A couple in California say they’re victims of an “emotional crime” after their adoption process turned out to be a hoax allegedly made up by the woman who told them they could have her baby.

Matt and Laura Trayte, from Lake Forest, California, met Beth Jones, of Nickelsville, Virginia, on Facebook after a months-long attempt at adopting a child, according to the Orange County Register.

Over the course of more than two months, Jones led the couple to believe she was having a baby – but now the Traytes say there was no baby to begin with.

The Traytes struggled to conceive

The couple had struggled to conceive their first son, Hudson, and later had difficulties when trying to have a second child.

The Traytes went though multiple rounds of IVF and spent $16,000 on failed adoption services before launching the Facebook page, “A Sibling For Hudson,” and an accompanying GoFundMe.

Through the Facebook page they met several potential birth mothers who wanted to give up their babies, including Jones, who contacted the couple in September.

Jones told the Traytes she had gotten pregnant in April and that she and her husband wanted to give up the baby because they couldn’t afford a third child.

She didn’t want any money, and the Traytes and Jones decided they would have an open adoption, where Jones would still be in the baby’s life.

Jones and Laura Trayte exchanged messages several times a day between September 13 and November 29, with the women calling the unborn child “baby girl,” and exchanging thoughts about pregnancy.

Read more: 10 things to know about IVF, a popular fertility treatment

Ahead of the baby’s birth, Laura Trayte traveled to Virginia to meet Jones, and was sent numerous ultrasound photos.

When Jones finally told the couple she was going into labor, however, the Traytes learned there was no baby.

They arrived in the emergency room on November 29 to find Jones fully clothed, no baby in sight, and doctors saying the woman was being treated for back pain, and not in labor.

Jones later told the couple via texts that she had “lost the baby about two weeks ago” but didn’t want to tell the Traytes because she was “scared.”

Jones has given conflicting explanations for what’s happened

After telling the Traytes that she’d lost the baby two weeks prior, Jones later posted on Facebook that she’d actually lost the baby 13 weeks after conception.

She then told investigators that she lost the baby in June.

Then Jones told Southern Californian News Group that the baby was still alive, and that she would still consider letting the Traytes adopt the child.

“I wouldn’t say I have really changed my mind on them,” Jones wrote in a Facebook message to the media company. “I just have to know without a doubt what’s best.
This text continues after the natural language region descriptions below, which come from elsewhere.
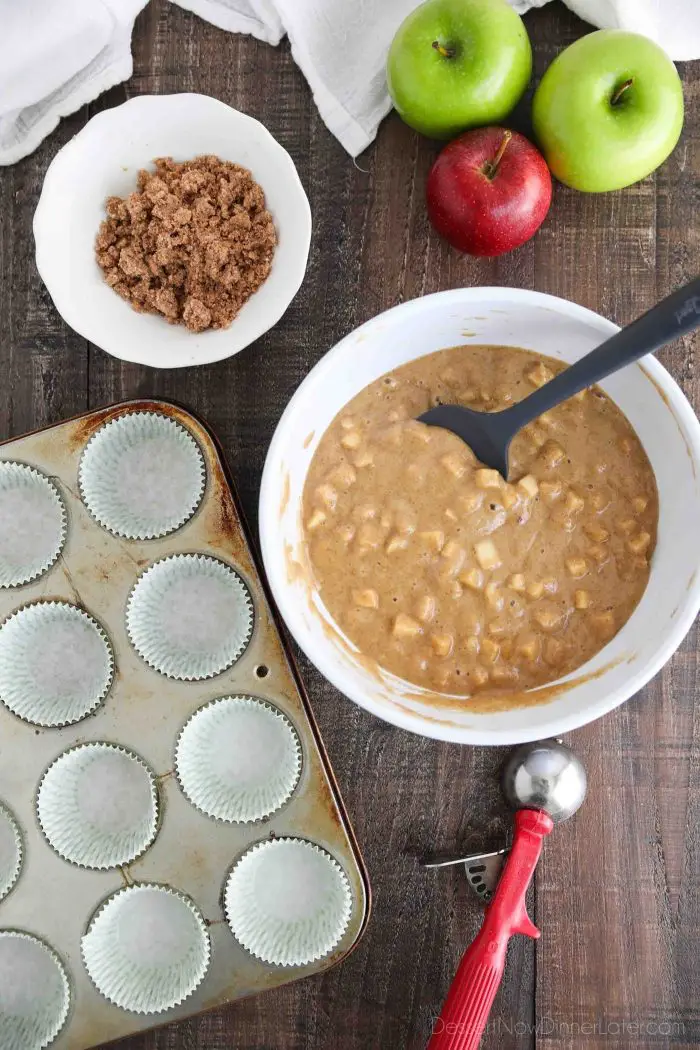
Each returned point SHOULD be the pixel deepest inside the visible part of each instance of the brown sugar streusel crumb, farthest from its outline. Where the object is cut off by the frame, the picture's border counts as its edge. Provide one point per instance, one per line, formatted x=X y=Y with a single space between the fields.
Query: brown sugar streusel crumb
x=192 y=244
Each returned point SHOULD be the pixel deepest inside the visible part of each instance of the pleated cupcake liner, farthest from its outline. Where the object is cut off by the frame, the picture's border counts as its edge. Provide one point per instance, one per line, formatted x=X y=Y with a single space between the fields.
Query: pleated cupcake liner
x=57 y=664
x=35 y=992
x=238 y=759
x=103 y=775
x=147 y=948
x=33 y=524
x=12 y=851
x=142 y=476
x=190 y=616
x=288 y=902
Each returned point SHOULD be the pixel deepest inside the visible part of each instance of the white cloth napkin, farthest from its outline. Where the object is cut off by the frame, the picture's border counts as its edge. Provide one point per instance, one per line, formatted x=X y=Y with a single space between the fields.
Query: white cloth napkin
x=58 y=55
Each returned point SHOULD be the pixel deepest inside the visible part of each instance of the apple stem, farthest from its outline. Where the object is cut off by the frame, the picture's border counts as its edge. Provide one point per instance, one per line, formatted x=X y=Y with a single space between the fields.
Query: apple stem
x=491 y=167
x=447 y=53
x=620 y=91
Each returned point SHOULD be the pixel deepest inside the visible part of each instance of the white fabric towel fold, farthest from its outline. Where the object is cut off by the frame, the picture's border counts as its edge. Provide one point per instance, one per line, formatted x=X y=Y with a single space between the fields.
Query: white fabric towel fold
x=58 y=55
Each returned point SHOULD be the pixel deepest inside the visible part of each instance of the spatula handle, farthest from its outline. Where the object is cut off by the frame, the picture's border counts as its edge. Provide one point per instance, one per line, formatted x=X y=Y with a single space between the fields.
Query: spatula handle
x=466 y=1009
x=675 y=316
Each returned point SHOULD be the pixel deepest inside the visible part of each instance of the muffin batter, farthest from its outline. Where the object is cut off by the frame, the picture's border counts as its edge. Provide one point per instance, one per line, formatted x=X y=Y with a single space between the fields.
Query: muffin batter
x=449 y=576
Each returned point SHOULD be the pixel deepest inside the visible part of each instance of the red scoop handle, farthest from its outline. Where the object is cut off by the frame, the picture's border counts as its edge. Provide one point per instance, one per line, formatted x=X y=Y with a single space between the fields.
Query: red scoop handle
x=466 y=1009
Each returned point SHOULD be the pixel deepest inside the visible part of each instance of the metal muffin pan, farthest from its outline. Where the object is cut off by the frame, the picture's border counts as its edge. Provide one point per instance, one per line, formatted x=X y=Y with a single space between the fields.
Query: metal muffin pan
x=145 y=712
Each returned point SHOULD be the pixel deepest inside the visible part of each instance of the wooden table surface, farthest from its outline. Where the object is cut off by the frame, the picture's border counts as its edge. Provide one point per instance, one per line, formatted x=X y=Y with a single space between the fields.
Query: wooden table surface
x=617 y=893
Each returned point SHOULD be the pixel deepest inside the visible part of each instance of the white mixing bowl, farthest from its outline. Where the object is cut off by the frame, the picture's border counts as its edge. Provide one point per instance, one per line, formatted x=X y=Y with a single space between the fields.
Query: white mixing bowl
x=652 y=401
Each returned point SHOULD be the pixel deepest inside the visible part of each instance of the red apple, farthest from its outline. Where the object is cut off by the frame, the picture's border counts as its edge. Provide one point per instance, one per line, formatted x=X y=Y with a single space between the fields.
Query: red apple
x=488 y=191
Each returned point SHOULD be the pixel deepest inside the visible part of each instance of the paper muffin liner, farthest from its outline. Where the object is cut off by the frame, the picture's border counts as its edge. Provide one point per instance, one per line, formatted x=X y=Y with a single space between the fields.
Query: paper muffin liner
x=190 y=616
x=98 y=805
x=288 y=902
x=238 y=759
x=56 y=664
x=142 y=476
x=35 y=992
x=147 y=948
x=11 y=851
x=33 y=524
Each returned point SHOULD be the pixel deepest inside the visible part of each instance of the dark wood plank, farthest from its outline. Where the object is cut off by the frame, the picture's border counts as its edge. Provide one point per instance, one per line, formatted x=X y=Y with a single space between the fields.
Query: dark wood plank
x=617 y=890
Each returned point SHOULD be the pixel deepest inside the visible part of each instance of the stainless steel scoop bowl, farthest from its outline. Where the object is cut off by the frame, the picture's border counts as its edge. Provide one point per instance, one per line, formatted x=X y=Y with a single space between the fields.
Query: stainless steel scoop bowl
x=541 y=775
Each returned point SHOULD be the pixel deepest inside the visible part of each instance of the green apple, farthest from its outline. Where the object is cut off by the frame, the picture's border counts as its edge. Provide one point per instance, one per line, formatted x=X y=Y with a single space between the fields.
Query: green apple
x=458 y=64
x=608 y=111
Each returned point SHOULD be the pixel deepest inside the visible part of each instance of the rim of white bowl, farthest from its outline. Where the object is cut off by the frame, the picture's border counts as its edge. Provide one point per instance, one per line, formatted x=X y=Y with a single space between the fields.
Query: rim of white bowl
x=108 y=122
x=322 y=657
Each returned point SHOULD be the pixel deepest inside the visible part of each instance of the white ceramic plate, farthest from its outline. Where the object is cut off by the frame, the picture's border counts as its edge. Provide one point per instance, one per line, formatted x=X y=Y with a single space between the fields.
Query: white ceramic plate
x=103 y=160
x=653 y=403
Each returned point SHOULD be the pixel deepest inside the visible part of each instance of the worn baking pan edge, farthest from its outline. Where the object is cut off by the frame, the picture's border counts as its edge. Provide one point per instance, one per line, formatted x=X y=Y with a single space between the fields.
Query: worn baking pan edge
x=100 y=415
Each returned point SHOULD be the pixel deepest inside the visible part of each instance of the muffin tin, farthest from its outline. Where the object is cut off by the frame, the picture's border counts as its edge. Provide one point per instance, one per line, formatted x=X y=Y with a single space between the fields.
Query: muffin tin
x=162 y=772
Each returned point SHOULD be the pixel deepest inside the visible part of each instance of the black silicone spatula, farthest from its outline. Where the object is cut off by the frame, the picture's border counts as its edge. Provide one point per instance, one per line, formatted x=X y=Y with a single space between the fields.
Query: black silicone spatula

I’m not even sure what’s best.”

She has yet to produce birth or death certificates for the child, and the Traytes believe that there was no baby to begin with.

“What was her motive?” Laura said to the Orange County Register. “It wasn’t money. It seemed like she wanted to see us in the most emotional pain possible. She should get mental help. What else is she capable of?”

Her husband added: “This is a case of pure psychological torture. It is an emotional crime.”

The district attorney’s office in Scott County, Virginia, has yet to bring charges against Jones, and investigators said it would only be possible to bring a civil suit against her because no money was exchanged.

Jones’ motive remains unclear – but it’s not the first time such a thing has happened.

In 2015, a woman was arrested for deceiving a couple with a fake pregnancy in Texas. And earlier this year, a woman was arrested for allegedly faking pregnancy to scam thousands of dollars out of adoption agencies.